During a real-world incident, a late-night DDoS attack was investigated and understood in just four minutes, even while processing massive volumes of telemetry. “Investigations often finish with just Bits now,” says Futahashi. “I don’t even open AWS Console or Terminal anymore.”
Bits analyzes logs, traces, and metrics together, mirroring how experienced SREs troubleshoot systems. It identifies patterns, surfaces anomalies, and provides clear conclusions without requiring deep prior context. This allows Nulab’s small SRE team to move from manual triage to guided, AI-assisted investigations, reducing cognitive load.
“Investigations often finish with just Bits now,” says Futahashi. “I don't even open AWS Console or Terminal anymore.”
Expanding SRE beyond incidents to everyday workflows
For a small team, every manual task carries real weight. Beyond critical incidents, Nulab uses Bits to handle the operational work that would otherwise consume that engineer’s day.

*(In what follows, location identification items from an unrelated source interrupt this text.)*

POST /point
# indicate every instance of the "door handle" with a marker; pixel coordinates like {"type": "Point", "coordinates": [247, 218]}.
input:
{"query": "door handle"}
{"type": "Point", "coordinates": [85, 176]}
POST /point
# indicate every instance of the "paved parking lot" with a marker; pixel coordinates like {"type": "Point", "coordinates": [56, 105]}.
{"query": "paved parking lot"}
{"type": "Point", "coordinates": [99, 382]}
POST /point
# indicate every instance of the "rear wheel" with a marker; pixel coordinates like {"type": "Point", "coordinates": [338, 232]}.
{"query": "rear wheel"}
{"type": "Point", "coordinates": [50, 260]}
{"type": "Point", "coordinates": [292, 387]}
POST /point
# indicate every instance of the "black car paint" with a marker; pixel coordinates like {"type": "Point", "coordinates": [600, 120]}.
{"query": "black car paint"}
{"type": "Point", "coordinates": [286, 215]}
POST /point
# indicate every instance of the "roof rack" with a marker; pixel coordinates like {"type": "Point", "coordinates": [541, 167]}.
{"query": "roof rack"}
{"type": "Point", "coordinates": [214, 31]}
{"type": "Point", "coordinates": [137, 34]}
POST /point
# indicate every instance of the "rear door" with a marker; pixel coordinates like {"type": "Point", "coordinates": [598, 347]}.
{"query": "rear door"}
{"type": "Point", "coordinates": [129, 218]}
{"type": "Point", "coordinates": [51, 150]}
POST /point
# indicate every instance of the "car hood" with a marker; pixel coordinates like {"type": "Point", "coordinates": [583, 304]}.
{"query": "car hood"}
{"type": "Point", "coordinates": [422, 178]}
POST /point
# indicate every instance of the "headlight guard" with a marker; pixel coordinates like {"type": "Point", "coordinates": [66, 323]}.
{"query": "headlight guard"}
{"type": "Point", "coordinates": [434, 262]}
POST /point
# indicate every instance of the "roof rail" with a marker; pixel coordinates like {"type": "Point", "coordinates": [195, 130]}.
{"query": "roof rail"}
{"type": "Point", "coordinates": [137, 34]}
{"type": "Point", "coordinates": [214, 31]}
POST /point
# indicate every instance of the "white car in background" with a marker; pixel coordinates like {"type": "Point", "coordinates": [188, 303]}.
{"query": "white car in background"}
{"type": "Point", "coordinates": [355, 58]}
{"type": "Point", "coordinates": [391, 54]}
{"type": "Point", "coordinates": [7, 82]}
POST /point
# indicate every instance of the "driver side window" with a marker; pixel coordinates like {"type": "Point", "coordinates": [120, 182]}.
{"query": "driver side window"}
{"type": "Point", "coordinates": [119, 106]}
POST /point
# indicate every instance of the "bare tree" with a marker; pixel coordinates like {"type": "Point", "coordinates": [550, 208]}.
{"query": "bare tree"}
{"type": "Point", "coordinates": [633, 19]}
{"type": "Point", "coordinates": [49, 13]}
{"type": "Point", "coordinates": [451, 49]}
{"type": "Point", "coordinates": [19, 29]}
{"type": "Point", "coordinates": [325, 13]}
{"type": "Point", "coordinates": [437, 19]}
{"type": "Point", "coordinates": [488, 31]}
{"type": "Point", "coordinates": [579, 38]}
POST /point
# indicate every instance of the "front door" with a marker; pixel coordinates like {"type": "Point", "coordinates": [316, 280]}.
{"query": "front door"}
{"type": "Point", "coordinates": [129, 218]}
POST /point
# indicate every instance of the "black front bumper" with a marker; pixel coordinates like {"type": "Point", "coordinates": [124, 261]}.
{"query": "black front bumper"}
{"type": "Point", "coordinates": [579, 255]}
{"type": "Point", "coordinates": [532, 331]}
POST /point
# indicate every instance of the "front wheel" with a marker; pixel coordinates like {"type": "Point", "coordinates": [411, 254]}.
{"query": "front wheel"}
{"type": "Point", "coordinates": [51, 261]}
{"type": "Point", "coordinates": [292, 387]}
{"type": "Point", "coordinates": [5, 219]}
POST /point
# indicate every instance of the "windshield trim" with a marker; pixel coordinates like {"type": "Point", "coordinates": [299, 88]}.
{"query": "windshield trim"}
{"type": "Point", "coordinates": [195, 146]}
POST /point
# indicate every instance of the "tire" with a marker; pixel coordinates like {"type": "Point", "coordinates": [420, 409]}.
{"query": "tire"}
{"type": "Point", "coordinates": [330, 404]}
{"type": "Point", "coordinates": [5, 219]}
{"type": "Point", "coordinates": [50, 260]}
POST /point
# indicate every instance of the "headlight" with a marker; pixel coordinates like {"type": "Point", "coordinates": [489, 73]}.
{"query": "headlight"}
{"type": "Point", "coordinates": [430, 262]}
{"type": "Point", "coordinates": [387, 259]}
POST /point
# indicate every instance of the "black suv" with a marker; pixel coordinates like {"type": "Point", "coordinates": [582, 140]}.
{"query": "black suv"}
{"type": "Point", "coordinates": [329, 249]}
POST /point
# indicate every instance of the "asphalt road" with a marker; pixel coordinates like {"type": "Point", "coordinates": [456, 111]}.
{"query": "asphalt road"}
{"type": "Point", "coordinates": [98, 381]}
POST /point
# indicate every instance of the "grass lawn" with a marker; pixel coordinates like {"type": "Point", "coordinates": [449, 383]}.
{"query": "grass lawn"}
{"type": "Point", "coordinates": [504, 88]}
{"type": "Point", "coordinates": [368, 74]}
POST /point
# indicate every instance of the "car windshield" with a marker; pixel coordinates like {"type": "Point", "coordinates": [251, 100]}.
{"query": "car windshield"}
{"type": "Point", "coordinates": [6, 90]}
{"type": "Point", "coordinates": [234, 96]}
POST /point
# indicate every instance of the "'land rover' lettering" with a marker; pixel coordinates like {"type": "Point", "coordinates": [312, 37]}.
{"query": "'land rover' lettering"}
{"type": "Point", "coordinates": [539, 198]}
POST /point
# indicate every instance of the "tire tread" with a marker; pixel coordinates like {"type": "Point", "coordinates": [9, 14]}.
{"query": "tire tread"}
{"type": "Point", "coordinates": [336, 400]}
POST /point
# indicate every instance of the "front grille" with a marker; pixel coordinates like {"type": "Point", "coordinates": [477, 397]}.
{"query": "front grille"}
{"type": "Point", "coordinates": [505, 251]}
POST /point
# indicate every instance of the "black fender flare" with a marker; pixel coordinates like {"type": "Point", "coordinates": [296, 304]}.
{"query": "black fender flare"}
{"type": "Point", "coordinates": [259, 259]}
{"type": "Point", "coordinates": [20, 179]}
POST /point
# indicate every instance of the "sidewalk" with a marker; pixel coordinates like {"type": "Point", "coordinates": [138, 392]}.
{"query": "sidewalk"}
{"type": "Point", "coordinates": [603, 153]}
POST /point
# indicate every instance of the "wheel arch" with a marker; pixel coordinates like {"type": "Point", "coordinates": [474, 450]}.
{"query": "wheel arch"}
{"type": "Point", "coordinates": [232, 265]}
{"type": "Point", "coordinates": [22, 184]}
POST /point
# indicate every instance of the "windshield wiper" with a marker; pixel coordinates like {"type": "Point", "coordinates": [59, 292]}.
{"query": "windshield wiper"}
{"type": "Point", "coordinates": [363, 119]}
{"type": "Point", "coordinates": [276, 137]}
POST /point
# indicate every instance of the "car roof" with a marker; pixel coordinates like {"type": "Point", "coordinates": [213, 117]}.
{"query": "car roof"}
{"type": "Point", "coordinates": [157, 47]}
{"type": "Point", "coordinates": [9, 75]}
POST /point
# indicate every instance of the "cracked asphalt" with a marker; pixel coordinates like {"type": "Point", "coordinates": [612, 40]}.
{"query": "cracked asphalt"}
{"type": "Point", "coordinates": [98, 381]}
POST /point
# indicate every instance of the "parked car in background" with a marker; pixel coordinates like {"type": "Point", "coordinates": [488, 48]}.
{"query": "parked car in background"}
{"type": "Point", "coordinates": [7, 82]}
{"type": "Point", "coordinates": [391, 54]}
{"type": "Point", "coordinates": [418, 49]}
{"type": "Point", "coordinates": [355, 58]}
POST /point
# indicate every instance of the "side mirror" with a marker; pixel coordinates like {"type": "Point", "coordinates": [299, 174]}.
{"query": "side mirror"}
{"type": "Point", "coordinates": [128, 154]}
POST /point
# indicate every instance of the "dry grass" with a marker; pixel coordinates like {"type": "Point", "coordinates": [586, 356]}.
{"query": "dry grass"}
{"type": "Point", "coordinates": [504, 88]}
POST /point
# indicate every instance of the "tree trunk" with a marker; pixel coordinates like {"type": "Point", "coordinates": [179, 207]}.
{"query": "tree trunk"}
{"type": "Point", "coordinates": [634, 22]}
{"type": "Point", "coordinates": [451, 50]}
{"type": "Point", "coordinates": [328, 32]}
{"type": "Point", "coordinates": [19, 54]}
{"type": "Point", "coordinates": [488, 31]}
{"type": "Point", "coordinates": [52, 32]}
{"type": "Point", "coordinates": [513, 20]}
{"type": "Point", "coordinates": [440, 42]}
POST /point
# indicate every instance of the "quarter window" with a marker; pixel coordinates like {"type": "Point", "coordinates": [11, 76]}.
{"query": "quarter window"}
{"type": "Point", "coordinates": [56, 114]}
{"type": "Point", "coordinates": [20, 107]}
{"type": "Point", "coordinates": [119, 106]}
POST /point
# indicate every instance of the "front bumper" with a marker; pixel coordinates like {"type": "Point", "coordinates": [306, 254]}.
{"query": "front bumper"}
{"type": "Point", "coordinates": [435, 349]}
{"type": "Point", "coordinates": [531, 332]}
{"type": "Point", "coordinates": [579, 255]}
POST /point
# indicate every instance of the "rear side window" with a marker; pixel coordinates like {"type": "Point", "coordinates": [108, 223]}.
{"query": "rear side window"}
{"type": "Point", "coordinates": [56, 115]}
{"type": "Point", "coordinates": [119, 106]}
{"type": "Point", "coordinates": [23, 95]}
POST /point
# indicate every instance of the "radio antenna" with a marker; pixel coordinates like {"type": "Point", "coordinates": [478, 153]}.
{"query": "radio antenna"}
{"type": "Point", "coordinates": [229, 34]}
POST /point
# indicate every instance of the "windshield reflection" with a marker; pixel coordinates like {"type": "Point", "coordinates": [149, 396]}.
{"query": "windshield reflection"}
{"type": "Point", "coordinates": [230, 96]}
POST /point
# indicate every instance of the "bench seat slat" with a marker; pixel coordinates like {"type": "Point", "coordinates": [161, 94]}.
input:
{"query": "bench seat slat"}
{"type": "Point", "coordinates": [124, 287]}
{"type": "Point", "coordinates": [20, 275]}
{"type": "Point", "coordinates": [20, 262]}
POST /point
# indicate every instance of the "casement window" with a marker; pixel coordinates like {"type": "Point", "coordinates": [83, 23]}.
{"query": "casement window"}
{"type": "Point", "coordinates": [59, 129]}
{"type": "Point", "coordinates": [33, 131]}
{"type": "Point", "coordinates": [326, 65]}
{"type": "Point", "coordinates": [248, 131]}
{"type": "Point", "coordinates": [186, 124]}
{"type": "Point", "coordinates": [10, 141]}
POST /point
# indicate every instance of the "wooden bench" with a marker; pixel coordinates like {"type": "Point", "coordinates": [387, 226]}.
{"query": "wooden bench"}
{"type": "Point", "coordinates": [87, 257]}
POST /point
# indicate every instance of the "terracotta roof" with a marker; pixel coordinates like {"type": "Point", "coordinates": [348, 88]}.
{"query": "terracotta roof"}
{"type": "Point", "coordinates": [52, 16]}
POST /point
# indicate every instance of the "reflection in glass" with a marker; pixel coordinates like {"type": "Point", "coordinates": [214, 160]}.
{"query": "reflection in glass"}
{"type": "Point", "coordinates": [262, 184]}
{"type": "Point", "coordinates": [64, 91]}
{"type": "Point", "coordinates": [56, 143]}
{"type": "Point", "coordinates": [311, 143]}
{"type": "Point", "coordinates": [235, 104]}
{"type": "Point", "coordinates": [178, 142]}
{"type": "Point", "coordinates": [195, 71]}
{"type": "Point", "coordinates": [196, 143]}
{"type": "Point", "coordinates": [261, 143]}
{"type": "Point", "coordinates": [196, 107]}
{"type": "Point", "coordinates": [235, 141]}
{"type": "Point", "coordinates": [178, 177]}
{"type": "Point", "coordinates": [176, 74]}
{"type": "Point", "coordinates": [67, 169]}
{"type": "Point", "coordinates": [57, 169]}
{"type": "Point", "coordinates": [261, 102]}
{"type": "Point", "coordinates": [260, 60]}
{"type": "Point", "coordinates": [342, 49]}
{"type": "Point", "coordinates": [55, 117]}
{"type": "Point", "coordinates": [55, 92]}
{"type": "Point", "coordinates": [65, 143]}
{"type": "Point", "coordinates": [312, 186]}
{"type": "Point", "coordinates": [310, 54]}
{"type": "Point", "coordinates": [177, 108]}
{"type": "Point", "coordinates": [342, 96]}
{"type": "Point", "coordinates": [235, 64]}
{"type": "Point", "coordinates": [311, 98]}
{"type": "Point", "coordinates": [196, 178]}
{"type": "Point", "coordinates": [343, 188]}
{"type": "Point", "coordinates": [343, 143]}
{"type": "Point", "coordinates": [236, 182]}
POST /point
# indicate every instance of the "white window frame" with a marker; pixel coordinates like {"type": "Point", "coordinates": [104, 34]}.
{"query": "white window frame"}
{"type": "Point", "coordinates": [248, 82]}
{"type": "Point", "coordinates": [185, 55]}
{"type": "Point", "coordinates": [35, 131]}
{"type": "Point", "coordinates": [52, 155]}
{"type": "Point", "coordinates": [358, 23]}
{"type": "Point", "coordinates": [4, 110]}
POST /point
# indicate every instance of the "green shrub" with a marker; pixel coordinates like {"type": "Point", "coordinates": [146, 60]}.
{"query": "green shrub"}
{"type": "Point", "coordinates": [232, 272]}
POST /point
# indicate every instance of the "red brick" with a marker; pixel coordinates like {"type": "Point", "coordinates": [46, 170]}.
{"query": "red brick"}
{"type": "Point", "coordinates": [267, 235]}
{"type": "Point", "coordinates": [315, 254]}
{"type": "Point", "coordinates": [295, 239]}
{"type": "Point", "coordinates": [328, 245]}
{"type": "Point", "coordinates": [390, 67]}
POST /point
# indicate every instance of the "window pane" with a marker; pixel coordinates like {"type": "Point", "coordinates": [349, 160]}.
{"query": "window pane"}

Many low-priority alerts that previously required at least 30 minutes on average to investigate can now be triaged with Bits in under 5 minutes. Latency investigations automatically incorporate historical context, helping catch recurring issues before they become regressions. “Bits gives us deep, precise insights without prior context,” says Futahashi. “Knowledge that used to exist only in engineers’ heads is now surfaced automatically.”
Engineers can now investigate logs and costs by chatting with Bits in natural language — no complex query writing, no custom dashboards. Work that once required deep specialist knowledge can now be offloaded to Bits, extending the team’s reach without adding headcount.
“Bits gives us deep, precise insights without prior context,” says Futahashi. “Knowledge that used to exist only in engineers' heads is now surfaced automatically.”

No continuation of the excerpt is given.